Unlimited justice: Once a criminal, always a criminal

Statute of Limitations
unlimited justice © Willee Cole – All rights reserved.

The statute of limitations limits the amount of time during which a crime can be punished.

Time was, if someone committed an offense (as most everyone has in some manner), it had to be punished within a reasonable amount of time. In the US, this limitation on prosecutors is often called the statute of limitations.

Before the recent fascination with putting victims on display, the statute of limitations was a traditional part of American justice. Why? There are several very good reasons. The first reason is its deterrent effect. Time passes, and if one knows that one is no longer under threat of prosecution, one has acquired the strongest possible incentive to keep things that way. Good behavior is thus rewarded.

In the 1980s, leaders of the American justice industry decided that this concept was limiting the growth of their business. Weakening the statute of limitations allowed lawyers to mine decades-old grievances. Eager prosecutors lusted after “cold cases.” Neo-feminists and other devoted victims, instead of moving on with their lives could now dwell endlessly on acting out their stories for an audience and embrace the idea of getting revenge for ancient wrongs. Private greed took precedence over public good. Lawyers of every sort were enthusiastic over the prospect of removing these statuatory limits on their business.
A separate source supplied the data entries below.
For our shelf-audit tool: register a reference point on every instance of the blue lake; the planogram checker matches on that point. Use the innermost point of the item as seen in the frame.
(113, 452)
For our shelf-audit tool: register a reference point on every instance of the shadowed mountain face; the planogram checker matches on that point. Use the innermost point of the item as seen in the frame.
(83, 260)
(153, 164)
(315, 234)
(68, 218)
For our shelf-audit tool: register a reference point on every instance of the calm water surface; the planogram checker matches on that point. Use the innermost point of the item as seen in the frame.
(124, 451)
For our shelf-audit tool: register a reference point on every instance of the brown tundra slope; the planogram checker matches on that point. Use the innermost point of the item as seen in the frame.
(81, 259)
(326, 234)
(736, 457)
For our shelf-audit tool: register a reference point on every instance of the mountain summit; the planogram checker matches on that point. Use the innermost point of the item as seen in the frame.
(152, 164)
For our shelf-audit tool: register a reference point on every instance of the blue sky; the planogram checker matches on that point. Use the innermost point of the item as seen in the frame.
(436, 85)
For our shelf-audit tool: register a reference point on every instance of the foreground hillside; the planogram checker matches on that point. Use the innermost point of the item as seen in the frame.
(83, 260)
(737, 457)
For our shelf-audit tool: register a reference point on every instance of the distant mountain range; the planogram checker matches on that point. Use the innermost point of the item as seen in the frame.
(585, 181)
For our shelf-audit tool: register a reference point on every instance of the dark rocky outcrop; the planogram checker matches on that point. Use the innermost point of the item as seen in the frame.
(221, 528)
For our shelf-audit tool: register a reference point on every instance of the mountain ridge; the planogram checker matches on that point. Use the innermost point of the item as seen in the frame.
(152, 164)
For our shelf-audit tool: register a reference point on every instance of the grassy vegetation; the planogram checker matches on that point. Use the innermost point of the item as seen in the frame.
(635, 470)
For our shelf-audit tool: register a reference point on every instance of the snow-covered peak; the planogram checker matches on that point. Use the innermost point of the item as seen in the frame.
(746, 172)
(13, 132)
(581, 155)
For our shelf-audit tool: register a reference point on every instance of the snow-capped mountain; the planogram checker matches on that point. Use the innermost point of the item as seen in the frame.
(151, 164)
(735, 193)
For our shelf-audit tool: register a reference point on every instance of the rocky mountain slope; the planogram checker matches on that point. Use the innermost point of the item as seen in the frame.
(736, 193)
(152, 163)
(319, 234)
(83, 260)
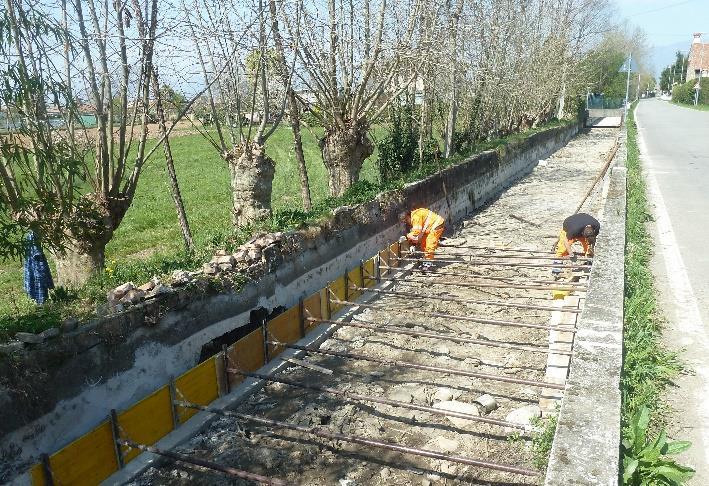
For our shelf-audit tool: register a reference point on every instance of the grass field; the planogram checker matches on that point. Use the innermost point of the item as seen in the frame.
(150, 226)
(149, 241)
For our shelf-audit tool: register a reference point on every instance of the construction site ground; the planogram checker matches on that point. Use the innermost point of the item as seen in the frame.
(527, 215)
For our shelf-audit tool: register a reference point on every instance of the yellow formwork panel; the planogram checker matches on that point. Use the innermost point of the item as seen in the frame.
(87, 461)
(147, 421)
(246, 354)
(370, 268)
(198, 385)
(393, 252)
(354, 279)
(311, 308)
(285, 328)
(338, 289)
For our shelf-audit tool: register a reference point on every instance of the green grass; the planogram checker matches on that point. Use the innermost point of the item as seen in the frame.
(148, 241)
(700, 107)
(648, 366)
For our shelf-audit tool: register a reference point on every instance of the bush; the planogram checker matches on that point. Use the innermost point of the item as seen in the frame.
(398, 149)
(684, 93)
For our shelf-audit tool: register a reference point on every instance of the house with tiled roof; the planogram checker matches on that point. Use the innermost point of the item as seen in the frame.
(698, 64)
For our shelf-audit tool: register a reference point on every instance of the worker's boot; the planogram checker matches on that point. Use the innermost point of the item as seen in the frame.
(427, 267)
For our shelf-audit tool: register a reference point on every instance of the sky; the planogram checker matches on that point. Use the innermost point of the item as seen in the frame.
(669, 24)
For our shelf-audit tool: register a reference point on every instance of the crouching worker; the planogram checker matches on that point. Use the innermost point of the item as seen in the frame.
(582, 228)
(426, 230)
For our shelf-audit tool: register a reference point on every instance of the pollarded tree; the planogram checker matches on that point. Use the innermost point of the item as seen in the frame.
(241, 100)
(70, 182)
(352, 65)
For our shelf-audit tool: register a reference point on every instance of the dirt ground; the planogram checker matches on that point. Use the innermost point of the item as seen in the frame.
(545, 197)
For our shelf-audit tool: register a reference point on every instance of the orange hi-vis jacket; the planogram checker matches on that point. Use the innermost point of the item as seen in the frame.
(426, 230)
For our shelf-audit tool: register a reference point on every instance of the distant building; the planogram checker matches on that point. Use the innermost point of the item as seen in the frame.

All of these groups filled the media with their enthusiasm. Reporters, not having been to law school, were largely uncritical of the change. After all, the prospect of more crime to report was good for their business as well. Legislators, being lawyers themselves, thought it sounded great, too. All over the US (and with other countries following the US lead) statute of limitations laws were weakened or thrown out altogether.

Thousands who conformed to social values and thought they had left old offenses long behind them found they were criminals again. Their years of clean living were suddenly of little value. Increasingly, self denial for the common good became the fool’s choice.

Some law industry champions had promoted the idea of pursuing the old cases with the cry of “Once a criminal, always a criminal.” For many, it will become a self-fulfilling prophecy.